The Harvester stopped for lunch, carried food to Belshazzar, and started straight across country, his mattock, with a bag rolled around the handle, on his shoulder. His feet sank in the damp earth at the foot of the hill, and he laughed as he leaped across Singing Water.
“You noisy chatterbox!” cried the man. “The impetus of coming down the curves of the hill keeps you talking all the way across this muck bed to the lake. With small work I can make you a thing of beauty. A few bushes grubbed, a little deepening where you spread too much, and some more mallows along the banks will do the trick. I must attend to you soon.”
“Now what does the boy want?” laughed a white-haired old woman, as the Harvester entered the door. “Mebby you think I don't know what you're up to! I even can hear the hammering and the voices of the men when the wind is in the south. I've been wondering how soon you'd need me. Out with it!”

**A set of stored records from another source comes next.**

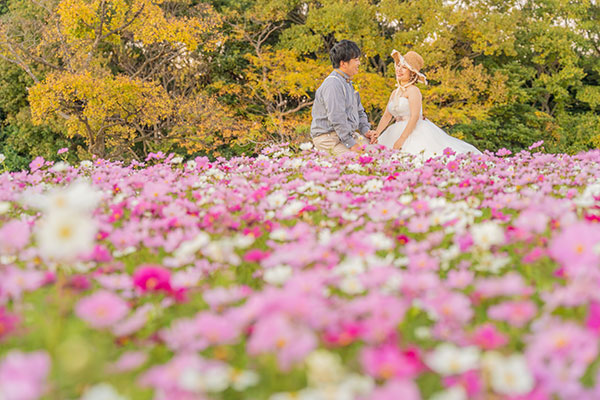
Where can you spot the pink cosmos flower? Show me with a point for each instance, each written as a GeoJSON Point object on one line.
{"type": "Point", "coordinates": [396, 390]}
{"type": "Point", "coordinates": [216, 329]}
{"type": "Point", "coordinates": [14, 236]}
{"type": "Point", "coordinates": [388, 361]}
{"type": "Point", "coordinates": [256, 255]}
{"type": "Point", "coordinates": [101, 309]}
{"type": "Point", "coordinates": [149, 278]}
{"type": "Point", "coordinates": [8, 322]}
{"type": "Point", "coordinates": [133, 323]}
{"type": "Point", "coordinates": [487, 337]}
{"type": "Point", "coordinates": [128, 361]}
{"type": "Point", "coordinates": [422, 262]}
{"type": "Point", "coordinates": [575, 246]}
{"type": "Point", "coordinates": [419, 224]}
{"type": "Point", "coordinates": [460, 279]}
{"type": "Point", "coordinates": [516, 313]}
{"type": "Point", "coordinates": [470, 381]}
{"type": "Point", "coordinates": [23, 375]}
{"type": "Point", "coordinates": [277, 334]}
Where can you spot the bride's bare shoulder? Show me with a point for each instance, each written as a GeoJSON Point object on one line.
{"type": "Point", "coordinates": [412, 90]}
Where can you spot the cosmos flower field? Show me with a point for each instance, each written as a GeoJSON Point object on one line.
{"type": "Point", "coordinates": [296, 276]}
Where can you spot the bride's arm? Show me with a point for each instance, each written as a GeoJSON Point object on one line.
{"type": "Point", "coordinates": [414, 103]}
{"type": "Point", "coordinates": [383, 122]}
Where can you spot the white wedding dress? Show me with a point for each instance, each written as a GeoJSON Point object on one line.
{"type": "Point", "coordinates": [426, 139]}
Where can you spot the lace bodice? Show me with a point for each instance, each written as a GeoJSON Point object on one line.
{"type": "Point", "coordinates": [398, 106]}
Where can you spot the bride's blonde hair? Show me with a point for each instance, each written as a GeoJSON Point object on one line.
{"type": "Point", "coordinates": [413, 62]}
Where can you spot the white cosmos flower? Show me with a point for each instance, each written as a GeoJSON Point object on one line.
{"type": "Point", "coordinates": [447, 359]}
{"type": "Point", "coordinates": [509, 375]}
{"type": "Point", "coordinates": [242, 380]}
{"type": "Point", "coordinates": [64, 236]}
{"type": "Point", "coordinates": [487, 234]}
{"type": "Point", "coordinates": [456, 392]}
{"type": "Point", "coordinates": [4, 207]}
{"type": "Point", "coordinates": [216, 379]}
{"type": "Point", "coordinates": [276, 199]}
{"type": "Point", "coordinates": [102, 391]}
{"type": "Point", "coordinates": [80, 197]}
{"type": "Point", "coordinates": [292, 208]}
{"type": "Point", "coordinates": [324, 368]}
{"type": "Point", "coordinates": [60, 166]}
{"type": "Point", "coordinates": [381, 241]}
{"type": "Point", "coordinates": [277, 275]}
{"type": "Point", "coordinates": [187, 249]}
{"type": "Point", "coordinates": [222, 251]}
{"type": "Point", "coordinates": [351, 266]}
{"type": "Point", "coordinates": [373, 185]}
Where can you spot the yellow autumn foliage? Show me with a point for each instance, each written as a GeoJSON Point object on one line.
{"type": "Point", "coordinates": [106, 110]}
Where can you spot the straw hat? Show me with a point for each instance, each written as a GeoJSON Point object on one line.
{"type": "Point", "coordinates": [411, 60]}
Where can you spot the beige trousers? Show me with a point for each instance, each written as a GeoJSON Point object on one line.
{"type": "Point", "coordinates": [330, 143]}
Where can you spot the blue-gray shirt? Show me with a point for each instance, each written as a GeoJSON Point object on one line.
{"type": "Point", "coordinates": [337, 107]}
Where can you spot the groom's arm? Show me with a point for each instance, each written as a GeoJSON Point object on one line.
{"type": "Point", "coordinates": [335, 102]}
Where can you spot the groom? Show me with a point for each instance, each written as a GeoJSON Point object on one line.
{"type": "Point", "coordinates": [337, 113]}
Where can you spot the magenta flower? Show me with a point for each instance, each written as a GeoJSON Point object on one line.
{"type": "Point", "coordinates": [8, 322]}
{"type": "Point", "coordinates": [101, 309]}
{"type": "Point", "coordinates": [36, 164]}
{"type": "Point", "coordinates": [152, 278]}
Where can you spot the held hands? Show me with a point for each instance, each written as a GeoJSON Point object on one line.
{"type": "Point", "coordinates": [372, 136]}
{"type": "Point", "coordinates": [357, 148]}
{"type": "Point", "coordinates": [399, 143]}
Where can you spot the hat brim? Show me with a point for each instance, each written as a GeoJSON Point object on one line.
{"type": "Point", "coordinates": [400, 61]}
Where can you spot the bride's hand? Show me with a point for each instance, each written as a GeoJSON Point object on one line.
{"type": "Point", "coordinates": [374, 135]}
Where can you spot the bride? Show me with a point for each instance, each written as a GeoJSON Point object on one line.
{"type": "Point", "coordinates": [411, 132]}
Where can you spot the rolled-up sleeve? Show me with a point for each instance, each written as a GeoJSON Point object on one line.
{"type": "Point", "coordinates": [333, 92]}
{"type": "Point", "coordinates": [363, 120]}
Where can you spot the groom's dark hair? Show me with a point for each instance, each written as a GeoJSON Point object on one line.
{"type": "Point", "coordinates": [345, 51]}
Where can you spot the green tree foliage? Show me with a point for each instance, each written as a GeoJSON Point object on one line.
{"type": "Point", "coordinates": [502, 73]}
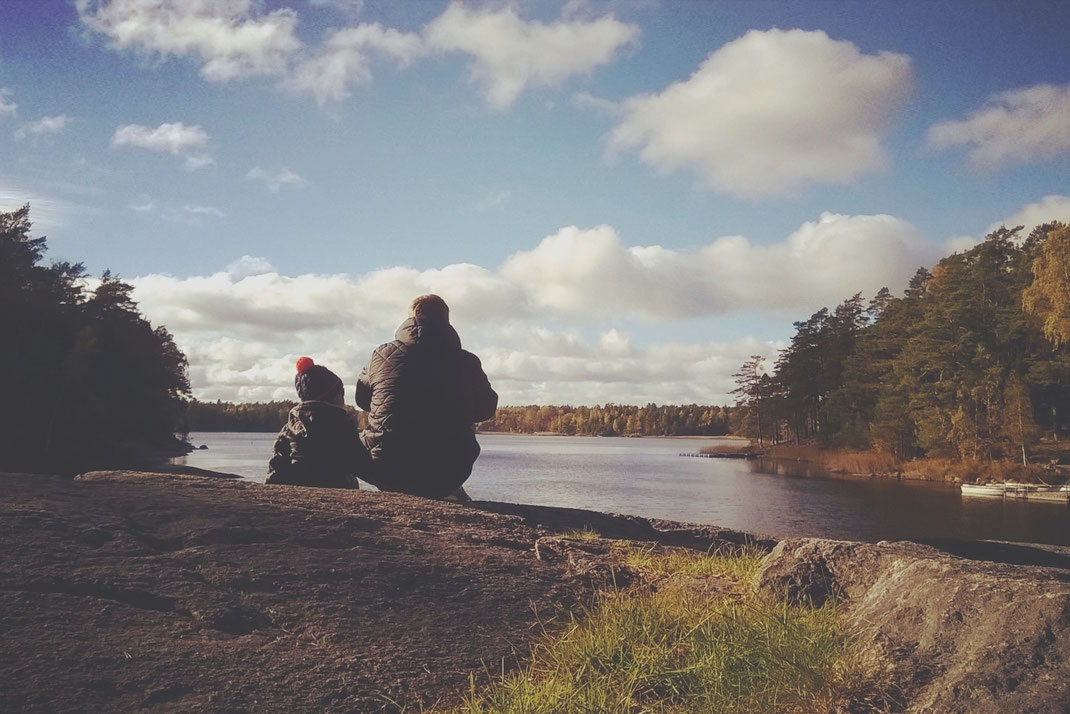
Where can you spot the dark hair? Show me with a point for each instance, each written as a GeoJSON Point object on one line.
{"type": "Point", "coordinates": [430, 306]}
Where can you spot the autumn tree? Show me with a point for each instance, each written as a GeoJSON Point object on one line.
{"type": "Point", "coordinates": [1049, 297]}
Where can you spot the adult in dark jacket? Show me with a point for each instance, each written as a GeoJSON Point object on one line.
{"type": "Point", "coordinates": [423, 394]}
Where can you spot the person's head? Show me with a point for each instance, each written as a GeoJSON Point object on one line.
{"type": "Point", "coordinates": [318, 383]}
{"type": "Point", "coordinates": [429, 307]}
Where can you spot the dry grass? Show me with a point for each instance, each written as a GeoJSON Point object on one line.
{"type": "Point", "coordinates": [676, 651]}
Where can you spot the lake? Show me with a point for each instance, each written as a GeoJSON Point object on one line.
{"type": "Point", "coordinates": [648, 477]}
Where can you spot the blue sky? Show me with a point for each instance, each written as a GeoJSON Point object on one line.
{"type": "Point", "coordinates": [620, 200]}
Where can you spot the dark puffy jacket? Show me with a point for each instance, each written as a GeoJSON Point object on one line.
{"type": "Point", "coordinates": [320, 445]}
{"type": "Point", "coordinates": [423, 394]}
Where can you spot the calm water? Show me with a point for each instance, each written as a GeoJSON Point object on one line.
{"type": "Point", "coordinates": [648, 477]}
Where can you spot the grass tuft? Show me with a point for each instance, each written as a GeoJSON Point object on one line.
{"type": "Point", "coordinates": [678, 650]}
{"type": "Point", "coordinates": [739, 564]}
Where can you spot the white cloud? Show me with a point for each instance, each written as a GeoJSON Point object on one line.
{"type": "Point", "coordinates": [494, 199]}
{"type": "Point", "coordinates": [509, 55]}
{"type": "Point", "coordinates": [242, 328]}
{"type": "Point", "coordinates": [248, 266]}
{"type": "Point", "coordinates": [172, 138]}
{"type": "Point", "coordinates": [202, 211]}
{"type": "Point", "coordinates": [144, 204]}
{"type": "Point", "coordinates": [277, 179]}
{"type": "Point", "coordinates": [590, 273]}
{"type": "Point", "coordinates": [6, 108]}
{"type": "Point", "coordinates": [770, 112]}
{"type": "Point", "coordinates": [351, 8]}
{"type": "Point", "coordinates": [229, 36]}
{"type": "Point", "coordinates": [44, 126]}
{"type": "Point", "coordinates": [345, 59]}
{"type": "Point", "coordinates": [1019, 125]}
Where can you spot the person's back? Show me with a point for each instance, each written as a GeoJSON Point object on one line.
{"type": "Point", "coordinates": [423, 394]}
{"type": "Point", "coordinates": [319, 445]}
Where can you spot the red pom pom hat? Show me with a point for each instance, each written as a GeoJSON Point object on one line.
{"type": "Point", "coordinates": [316, 382]}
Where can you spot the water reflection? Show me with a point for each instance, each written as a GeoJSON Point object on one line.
{"type": "Point", "coordinates": [648, 477]}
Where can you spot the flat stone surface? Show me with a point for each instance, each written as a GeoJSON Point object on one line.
{"type": "Point", "coordinates": [124, 590]}
{"type": "Point", "coordinates": [969, 626]}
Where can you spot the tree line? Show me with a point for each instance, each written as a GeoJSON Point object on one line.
{"type": "Point", "coordinates": [608, 420]}
{"type": "Point", "coordinates": [87, 381]}
{"type": "Point", "coordinates": [972, 362]}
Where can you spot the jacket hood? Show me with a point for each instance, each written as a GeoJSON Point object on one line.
{"type": "Point", "coordinates": [423, 331]}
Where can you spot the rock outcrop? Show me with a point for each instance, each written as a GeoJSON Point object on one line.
{"type": "Point", "coordinates": [124, 590]}
{"type": "Point", "coordinates": [967, 626]}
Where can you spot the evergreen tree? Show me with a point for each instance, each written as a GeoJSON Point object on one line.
{"type": "Point", "coordinates": [87, 381]}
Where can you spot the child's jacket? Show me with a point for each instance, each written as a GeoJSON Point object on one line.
{"type": "Point", "coordinates": [320, 445]}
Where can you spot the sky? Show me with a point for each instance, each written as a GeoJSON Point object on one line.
{"type": "Point", "coordinates": [620, 200]}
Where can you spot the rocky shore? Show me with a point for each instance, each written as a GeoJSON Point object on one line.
{"type": "Point", "coordinates": [128, 590]}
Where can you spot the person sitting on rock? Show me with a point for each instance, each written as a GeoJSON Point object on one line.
{"type": "Point", "coordinates": [423, 394]}
{"type": "Point", "coordinates": [320, 444]}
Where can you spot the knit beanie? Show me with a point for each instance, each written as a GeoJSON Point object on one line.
{"type": "Point", "coordinates": [315, 382]}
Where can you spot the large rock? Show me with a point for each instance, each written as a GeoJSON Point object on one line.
{"type": "Point", "coordinates": [125, 591]}
{"type": "Point", "coordinates": [967, 626]}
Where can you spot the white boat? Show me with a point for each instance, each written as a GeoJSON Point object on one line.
{"type": "Point", "coordinates": [1017, 490]}
{"type": "Point", "coordinates": [987, 490]}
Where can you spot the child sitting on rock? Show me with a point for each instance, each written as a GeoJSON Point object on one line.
{"type": "Point", "coordinates": [320, 444]}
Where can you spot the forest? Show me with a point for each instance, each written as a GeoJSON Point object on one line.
{"type": "Point", "coordinates": [87, 381]}
{"type": "Point", "coordinates": [971, 363]}
{"type": "Point", "coordinates": [605, 421]}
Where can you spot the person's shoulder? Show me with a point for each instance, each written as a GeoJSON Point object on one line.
{"type": "Point", "coordinates": [471, 358]}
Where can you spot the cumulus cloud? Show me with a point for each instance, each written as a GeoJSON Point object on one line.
{"type": "Point", "coordinates": [6, 108]}
{"type": "Point", "coordinates": [1019, 125]}
{"type": "Point", "coordinates": [345, 59]}
{"type": "Point", "coordinates": [229, 36]}
{"type": "Point", "coordinates": [509, 55]}
{"type": "Point", "coordinates": [770, 112]}
{"type": "Point", "coordinates": [579, 273]}
{"type": "Point", "coordinates": [44, 126]}
{"type": "Point", "coordinates": [529, 319]}
{"type": "Point", "coordinates": [172, 138]}
{"type": "Point", "coordinates": [276, 180]}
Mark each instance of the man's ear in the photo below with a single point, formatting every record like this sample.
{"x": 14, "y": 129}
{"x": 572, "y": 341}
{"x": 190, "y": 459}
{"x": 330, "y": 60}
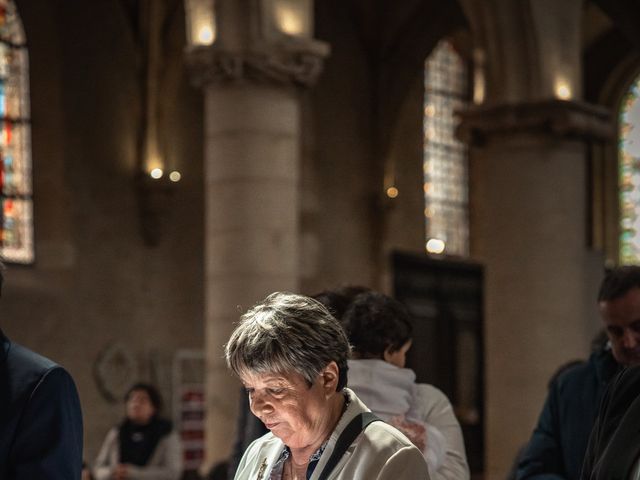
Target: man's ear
{"x": 329, "y": 377}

“I want you to get a woman and come over and spend a day with me. I'll come after you and bring you back. I want you to go over mother's bedding and have what needs it washed. All I want you to do is to superintend, and tell me now what I will want from town for your work.”
“I put away all your mother's bedding that you were not using, clean as a ribbon.”
“But it has been packed in moth preventives ever since and out only four times a year to air, as you told me. It must smell musty and be yellow. I want it fresh and clean.”
“So what I been hearing is true, David?”
“Quite true!” said the Harvester.
“Whose girl is she, and when are you going to jine hands?”
The Harvester lifted his clear eyes and hesitated.
“Doc Carey laid you in my arms when you was born, David. I tended you 'fore ever your ma did. All your life you've been my boy, and I love you same as my own blood; it won't go no farther if you say so. I'll never tell a living soul. But I'm old and 'til better weather comes, house bound; and I get mighty lonely. I'd like to think about you and her, and plan for you, and love her as I always did you folks. Who is she, David? Do I know the family?”
“No. She is a stranger to these parts,” said the unhappy Harvester.